Abstract
● Our retrospective cohort study aimed to elucidate which factors (nasal surgery: septoplasty or functional endoscopic sinus surgery (FESS), palate surgery: uvulopalatal flap (UPF) or palatal muscle resection (PMR)), demography, polysomnography, Friedman stage, drug-induced sleep endoscopy (DISE) results) influence the success of surgery in patients who had been operated to treat obstructive sleep apnea (OSA).

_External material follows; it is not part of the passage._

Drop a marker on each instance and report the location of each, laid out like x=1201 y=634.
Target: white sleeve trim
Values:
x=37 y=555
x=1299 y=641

● We used seven machine learning (ML) models (logistic regression-based models (lasso, elastic net (EN), ridge), tree-based models (bagging, random forest (RF), support vector machine (SVM), and neural networks (NN)).
● Among the seven models, their performances were first ranked by the area under the receiver operating characteristic curve (AUC): lasso (0.8317), EN (0.7500), SVM (0.7163), bagging (0.7115), random forest (0.7115), NN (0.6923) and ridge (0.6538), which shows that lasso had the best performance.
● Tonsil grade and Nasopharynx Oropharynx Hypopharynx and Larynx (NOHL) classification of the epiglottis in DISE were selected as the most important variables in all models including lasso.
● Through the novel ML technique, the surgical success rate of OSA is ultimately dependent on tonsil grade and NOHL classification of the epiglottis in DISE regardless of the type of nasal or palate surgery.